No-shows are the worst nightmare for logistics fleets. No operations manager wants to spend hours in a day finding out about a no-show from the customer, and then scramble in the moment of anxiety to rescue the situation.
HyperTrack has five ways to catch no shows before they happen!
Note: All examples in this post use real trips that have been anonymized to protect customers' privacy.
1. Driver is delayed on the way
We use live location to infer delays. Delay is likely when the estimated route and ETA with live traffic conditions suggests a delay past scheduled time of arrival. Delays are notified over webhooks so you can automate next steps. Delays are flagged in ops views for each driver, order, and entire fleet, so ops managers can keep an eye on delays and take corrective action.
Customer support teams find it especially useful to replay trips to confirm customer and driver claims when escalations happen. Replays enable non-repudiation because these views can be shared as links with either party as needed.
2. Driver is moving away from destination
We use live location to infer movement away from destination. No-show is likely when the estimated route distance and ETA to destination keeps increasing despite movement, and the driver seems to have no intention to get to the destination. In the example above, the green square on the right indicates the destination. The driver is moving, though not toward the destination. ETA becomes irrelevant.
There is the occasional issue with incorrect customer addresses, or a higher priority task that needed to be fulfilled before heading to the destination. In such scenarios, being aware of the driver's intent on the way is useful to proactively address a potential escalation.
3. Driver is delayed and stationary
We use activity transitions to infer that the driver is stationary, or driving, or walking.
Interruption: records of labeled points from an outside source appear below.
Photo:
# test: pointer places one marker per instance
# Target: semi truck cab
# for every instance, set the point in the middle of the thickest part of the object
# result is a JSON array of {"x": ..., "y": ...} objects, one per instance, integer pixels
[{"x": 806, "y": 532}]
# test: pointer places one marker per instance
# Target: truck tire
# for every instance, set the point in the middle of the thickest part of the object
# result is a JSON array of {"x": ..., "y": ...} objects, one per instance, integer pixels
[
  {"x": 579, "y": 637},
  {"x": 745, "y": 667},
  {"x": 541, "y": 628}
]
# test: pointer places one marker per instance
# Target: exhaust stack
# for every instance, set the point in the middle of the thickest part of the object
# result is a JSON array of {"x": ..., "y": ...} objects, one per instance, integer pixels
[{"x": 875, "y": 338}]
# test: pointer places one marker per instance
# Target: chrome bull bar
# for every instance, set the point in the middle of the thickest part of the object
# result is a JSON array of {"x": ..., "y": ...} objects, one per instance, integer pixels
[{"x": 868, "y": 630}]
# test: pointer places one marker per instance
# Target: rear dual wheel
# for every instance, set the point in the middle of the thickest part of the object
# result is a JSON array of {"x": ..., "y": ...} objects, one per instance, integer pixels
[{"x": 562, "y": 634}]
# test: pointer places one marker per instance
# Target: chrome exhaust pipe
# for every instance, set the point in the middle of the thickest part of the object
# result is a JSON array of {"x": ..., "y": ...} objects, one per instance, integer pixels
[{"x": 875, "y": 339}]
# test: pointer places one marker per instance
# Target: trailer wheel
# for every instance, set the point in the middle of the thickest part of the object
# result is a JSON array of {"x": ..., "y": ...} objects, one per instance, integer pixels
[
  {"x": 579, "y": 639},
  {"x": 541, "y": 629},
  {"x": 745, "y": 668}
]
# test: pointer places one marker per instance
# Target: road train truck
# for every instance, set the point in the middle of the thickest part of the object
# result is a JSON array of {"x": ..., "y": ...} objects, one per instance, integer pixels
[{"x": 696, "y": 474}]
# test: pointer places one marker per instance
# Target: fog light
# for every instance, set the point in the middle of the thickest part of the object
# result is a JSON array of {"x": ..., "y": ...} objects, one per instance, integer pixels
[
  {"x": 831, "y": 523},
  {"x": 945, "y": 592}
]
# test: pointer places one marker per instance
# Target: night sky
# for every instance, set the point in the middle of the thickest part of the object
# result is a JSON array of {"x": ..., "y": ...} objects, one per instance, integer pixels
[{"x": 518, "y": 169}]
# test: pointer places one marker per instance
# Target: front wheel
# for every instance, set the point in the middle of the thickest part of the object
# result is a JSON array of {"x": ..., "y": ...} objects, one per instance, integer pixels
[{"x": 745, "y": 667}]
No-show is likely when the driver is stationary at a place and the order is running delayed beyond schedule time of arrival. The delay webhook includes activity so you may take corrective action for this specific scenario, such as sending a text message or notification to the driver, or re-assigning the order.
Activity transition data provided by the phone OS is noisy. We make it more accurate with additional processing. This way, you can rely on this data to take action. For instance, benign stops at a traffic light are eliminated while stops at places are retained.
4. Driver disables location permission
We use device and app level permissions to infer driver's intent to be tracked while fulfilling an order. No-show is quite likely when the driver denies location permission after order assignment or while on the way.
Drivers often mention excessive battery drain and data usage as reasons to turn off permission. However, for most Android and iOS devices, the additional battery and data usage due to background location tracking is marginal. Custom ROMs and old devices might have higher battery impact. In general, our data suggests high correlation between denied permissions and low productivity.
5. Driver becomes un-trackable on the way
We use device health and battery to infer driver becoming un-trackable while fulfilling an order. In this example, the driver's battery went in the red and subsequently, the driver went off the radar. Modern delivery management, field service management, and fleet management apps require the driver to provide confirmations in the app to fulfill an order. Such confirmations require a functional and connected device at the time of fulfillment. In that sense, a dead device is as good as a non-operational driver.
When the phone is charging again, and the driver opens the app to re-connect with services, HyperTrack captures these events and syncs up the batched locations when available. This helps operations get the extra visibility around what might have happened during the outage.
No-shows are the worst nightmare for logistics fleets. Even one in two hundred orders with a no-show lead to a loss of face, customer support escalations, social media mentions, and overall trust deficit in the network.
Live location data plays a critical role in detecting delays. Sophisticated implementations can shine a light on actionable reasons that help ops teams proactively address no-shows before they happen.